Construction of a Predictive Model

It is known that machine learning often demands a large amount of data for training; it is not always necessary to use raw, unprocessed information and is a process of cleaning and altering data into a recommended format for machine learning algorithms. Preprocessing can involve several steps, such as removing outliers, normalizing data, and encoding categorical variables. This process explains about how preprocessing steps are tailored to specific needs of the data and basic requirements of machine learning tasks. Regarding accurately predicting human stress levels, there are various machine learning models that can be trained on preprocessed data to achieve this goal. Some popular models for regression problems include linear regression, decision trees, random forests, and neural networks. It is highly inevitable to notice that correctness of the model depends on quality and quantity of data being used for training.

The dataset was obtained from Kaggle and then goes through data-preprocessing to eliminate duplicate and null values. Then the data is represented in graph by data visualization. The algorithms are implemented and the highest accuracy is shown in the model. The model is deployed using the input given by users as shown in Figs. 3 and 4.

In the initial step, data related to sleep and stress is assembled. This data may include physiological signals such as heart rate, respiration rate, snoring rate, etc that are recorded during sleep. The collected data needs to be preprocessed in order to filter noise or artifacts that may be found. This may include filtering, artifact removal, and normalization of the data. The next step is to collect relevant features from preprocessed data, may include statistical metrics such as mean, standard deviation, skew and spectral features such as power spectral density and spectral entropy. The extracted features may be high-dimensional and contain redundant or irrelevant information. Hence, feature selection strategies such as Principal Component Analysis (PCA) / Mutual Information resorted to choose most identical features.

Machine Learning Model Training

Once the relevant features are selected, a machine learning algorithm is employed on the labeled dataset to predict stress levels. Some of the commonly used algorithms include Multi-Layer Perceptron (MLP), Decision Tree Classifier, Random Forest, Gradient Boosting and Adaboost Classifier.

Model Evaluation

Trained model is validated on a test dataset to estimate its performance. Metrics includes accuracy, precision, recall, and F1-score depend on task being solved. Accuracy gives a measure of correctness, while precision and recall speak about how well the model is performing on specific classes.

Deployment

After the designed model is trained, tested and evaluated, to detect stress levels during sleep. This may involve monitoring physiological signals in real-time and making predictions based on the trained model. The deployment process may also involve testing and validating the overall performance of the model in real-world conditions to ensure that it can handle variations in signal quality, environmental noise, and user variability. Overall, deploying a machine learning model for real-time stress detection during sleep is a difficult and challenging task, but one with the potential to improve the understanding and management of stress-related disorders.
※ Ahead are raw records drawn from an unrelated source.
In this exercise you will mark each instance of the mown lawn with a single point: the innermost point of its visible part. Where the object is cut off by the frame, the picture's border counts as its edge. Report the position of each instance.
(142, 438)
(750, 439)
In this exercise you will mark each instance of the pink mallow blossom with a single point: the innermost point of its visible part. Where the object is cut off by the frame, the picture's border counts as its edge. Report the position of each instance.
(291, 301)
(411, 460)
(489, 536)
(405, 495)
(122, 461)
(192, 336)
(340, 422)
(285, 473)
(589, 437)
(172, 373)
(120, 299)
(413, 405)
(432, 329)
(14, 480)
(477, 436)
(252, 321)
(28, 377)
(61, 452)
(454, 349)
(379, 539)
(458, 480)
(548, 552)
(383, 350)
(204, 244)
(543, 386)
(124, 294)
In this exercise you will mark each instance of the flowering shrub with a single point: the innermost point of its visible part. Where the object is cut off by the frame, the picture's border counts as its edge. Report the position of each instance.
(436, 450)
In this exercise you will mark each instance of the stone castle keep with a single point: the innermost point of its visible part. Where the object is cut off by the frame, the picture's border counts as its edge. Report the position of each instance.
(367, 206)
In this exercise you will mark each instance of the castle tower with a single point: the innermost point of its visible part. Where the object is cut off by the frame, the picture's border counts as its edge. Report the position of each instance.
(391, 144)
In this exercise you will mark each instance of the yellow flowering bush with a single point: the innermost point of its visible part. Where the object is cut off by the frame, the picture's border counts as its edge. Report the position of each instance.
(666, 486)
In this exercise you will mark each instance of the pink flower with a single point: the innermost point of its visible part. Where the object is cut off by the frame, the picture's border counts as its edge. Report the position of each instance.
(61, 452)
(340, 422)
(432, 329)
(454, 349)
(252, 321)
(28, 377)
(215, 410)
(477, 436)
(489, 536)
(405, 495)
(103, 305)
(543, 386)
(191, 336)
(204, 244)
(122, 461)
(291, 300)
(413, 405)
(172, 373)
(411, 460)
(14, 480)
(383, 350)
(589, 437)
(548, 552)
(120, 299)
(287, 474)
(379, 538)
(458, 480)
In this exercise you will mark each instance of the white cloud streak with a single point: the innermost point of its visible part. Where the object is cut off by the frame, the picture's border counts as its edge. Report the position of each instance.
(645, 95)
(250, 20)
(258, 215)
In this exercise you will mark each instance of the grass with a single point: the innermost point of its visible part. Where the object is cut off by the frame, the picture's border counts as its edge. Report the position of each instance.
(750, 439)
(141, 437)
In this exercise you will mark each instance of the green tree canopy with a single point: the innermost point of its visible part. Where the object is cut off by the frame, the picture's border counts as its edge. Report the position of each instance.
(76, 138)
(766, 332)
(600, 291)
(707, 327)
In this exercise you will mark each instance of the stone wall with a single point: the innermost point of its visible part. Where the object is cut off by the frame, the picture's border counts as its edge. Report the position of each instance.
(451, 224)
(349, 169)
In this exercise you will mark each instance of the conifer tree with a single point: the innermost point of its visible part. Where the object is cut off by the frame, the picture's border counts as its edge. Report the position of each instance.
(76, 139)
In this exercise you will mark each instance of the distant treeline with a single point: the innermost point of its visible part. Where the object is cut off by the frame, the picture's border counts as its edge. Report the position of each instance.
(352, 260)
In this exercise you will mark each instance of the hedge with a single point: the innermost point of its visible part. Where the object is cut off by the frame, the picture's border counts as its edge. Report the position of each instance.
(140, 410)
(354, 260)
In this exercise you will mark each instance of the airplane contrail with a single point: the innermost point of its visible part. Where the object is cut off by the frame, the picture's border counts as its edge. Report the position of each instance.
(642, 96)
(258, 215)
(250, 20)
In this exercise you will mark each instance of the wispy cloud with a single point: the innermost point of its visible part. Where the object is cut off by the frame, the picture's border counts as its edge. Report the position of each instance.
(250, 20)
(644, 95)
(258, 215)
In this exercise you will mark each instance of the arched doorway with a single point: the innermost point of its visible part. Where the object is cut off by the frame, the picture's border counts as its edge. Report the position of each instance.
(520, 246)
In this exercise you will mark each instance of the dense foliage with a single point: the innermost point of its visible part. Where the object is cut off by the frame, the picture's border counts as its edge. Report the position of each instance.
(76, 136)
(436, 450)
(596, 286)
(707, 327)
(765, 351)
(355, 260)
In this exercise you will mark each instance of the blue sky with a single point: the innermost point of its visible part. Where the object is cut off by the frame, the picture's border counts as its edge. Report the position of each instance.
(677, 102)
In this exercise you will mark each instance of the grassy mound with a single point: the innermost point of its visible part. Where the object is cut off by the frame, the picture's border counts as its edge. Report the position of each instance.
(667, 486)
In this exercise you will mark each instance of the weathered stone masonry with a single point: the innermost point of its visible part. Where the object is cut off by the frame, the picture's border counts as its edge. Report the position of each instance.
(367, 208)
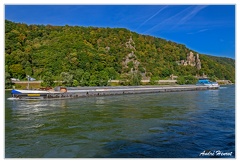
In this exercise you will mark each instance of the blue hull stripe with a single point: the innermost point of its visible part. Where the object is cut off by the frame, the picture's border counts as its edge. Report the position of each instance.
(15, 92)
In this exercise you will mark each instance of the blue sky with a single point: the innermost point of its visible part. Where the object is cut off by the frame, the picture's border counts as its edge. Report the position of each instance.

Modified Multilayer Perceptron

In this work we propose a modified Multilayer Perceptron which involves the dropout layers, which randomly deactivate a percentage of neurons during training, preventing overfitting and enhancing generalization. Additionally, we explored the variations in activation functions and the number of hidden layers to optimize MLPs for specific tasks, contributing to the ongoing evolution of neural network architectures in the human stress level detection.

MLP is a type of artificial neural network that consists of multiple layers of interconnected nodes, each layer contributing to the learning and abstraction of complex patterns. By employing hidden layers and activation functions, MLPs can effectively model non-linear relationships, making them versatile for various machine learning tasks such as image recognition and natural language processing.
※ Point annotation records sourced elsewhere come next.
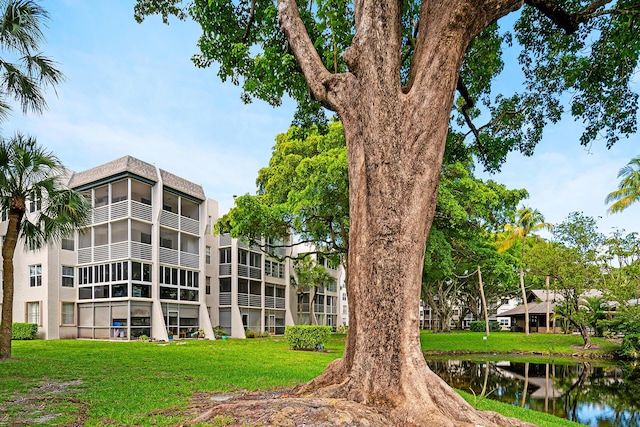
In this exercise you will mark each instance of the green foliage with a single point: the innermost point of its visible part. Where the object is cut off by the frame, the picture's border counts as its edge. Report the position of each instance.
(628, 191)
(307, 337)
(20, 37)
(584, 65)
(218, 332)
(24, 331)
(630, 347)
(303, 191)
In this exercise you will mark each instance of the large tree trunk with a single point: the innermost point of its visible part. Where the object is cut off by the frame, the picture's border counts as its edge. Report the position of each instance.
(8, 249)
(395, 142)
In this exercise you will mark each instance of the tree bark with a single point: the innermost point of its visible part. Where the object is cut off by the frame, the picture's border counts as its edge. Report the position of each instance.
(8, 250)
(484, 303)
(395, 142)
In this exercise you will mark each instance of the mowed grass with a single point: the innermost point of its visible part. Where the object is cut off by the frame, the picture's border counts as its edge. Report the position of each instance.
(129, 383)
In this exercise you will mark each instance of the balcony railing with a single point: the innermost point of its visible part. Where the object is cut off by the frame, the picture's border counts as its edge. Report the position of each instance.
(119, 250)
(175, 257)
(122, 209)
(274, 302)
(178, 222)
(248, 300)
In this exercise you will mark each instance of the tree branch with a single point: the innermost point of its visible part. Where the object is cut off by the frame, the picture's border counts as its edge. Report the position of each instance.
(324, 86)
(250, 21)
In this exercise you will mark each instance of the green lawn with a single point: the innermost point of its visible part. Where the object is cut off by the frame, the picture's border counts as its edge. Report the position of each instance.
(99, 382)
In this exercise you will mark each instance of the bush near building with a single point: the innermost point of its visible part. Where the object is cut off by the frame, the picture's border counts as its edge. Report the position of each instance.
(307, 337)
(24, 331)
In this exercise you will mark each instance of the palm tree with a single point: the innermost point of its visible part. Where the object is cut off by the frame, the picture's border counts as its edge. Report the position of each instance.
(527, 222)
(29, 173)
(21, 23)
(628, 191)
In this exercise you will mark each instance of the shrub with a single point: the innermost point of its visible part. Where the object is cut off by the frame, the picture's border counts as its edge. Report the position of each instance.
(342, 329)
(479, 326)
(24, 331)
(307, 337)
(218, 332)
(630, 347)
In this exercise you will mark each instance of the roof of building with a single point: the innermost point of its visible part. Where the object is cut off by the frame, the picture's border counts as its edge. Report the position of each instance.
(187, 187)
(115, 167)
(541, 294)
(534, 308)
(129, 164)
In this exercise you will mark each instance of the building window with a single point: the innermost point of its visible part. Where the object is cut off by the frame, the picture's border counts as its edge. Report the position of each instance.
(68, 316)
(33, 312)
(225, 256)
(68, 244)
(34, 205)
(68, 277)
(35, 275)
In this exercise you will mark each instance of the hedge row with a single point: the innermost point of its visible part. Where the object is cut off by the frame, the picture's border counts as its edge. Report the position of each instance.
(307, 337)
(24, 331)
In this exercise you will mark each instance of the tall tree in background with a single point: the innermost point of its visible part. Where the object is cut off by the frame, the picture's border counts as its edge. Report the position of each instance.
(21, 24)
(30, 174)
(390, 71)
(628, 191)
(528, 221)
The process begins with the input layer, which receives the raw data or features to be processed as shown in Fig. 5. Each node in this layer represents a feature of the input data. Every connection between nodes in adjacent layers is associated with a weight, representing the strength of the connection. Additionally, each node has a bias term, allowing for greater flexibility in modeling. Following the input layer are one or more hidden layers. These layers perform transformations on the input data using weighted sums and activation functions. Nodes within each hidden layer apply an activation function to the weighted sum of inputs and biases. Common activation functions include sigmoid, tanh, ReLU, and softmax. These functions introduce non-linearity, enabling the network to learn complex patterns in the data. The input data is propagated forward through the network layer by layer, with each layer's output serving as the input to the next layer. The final layer, known as the output layer, produces the network's predictions or outputs. The number of nodes in this layer depends on the nature of the problem (e.g., classification, regression).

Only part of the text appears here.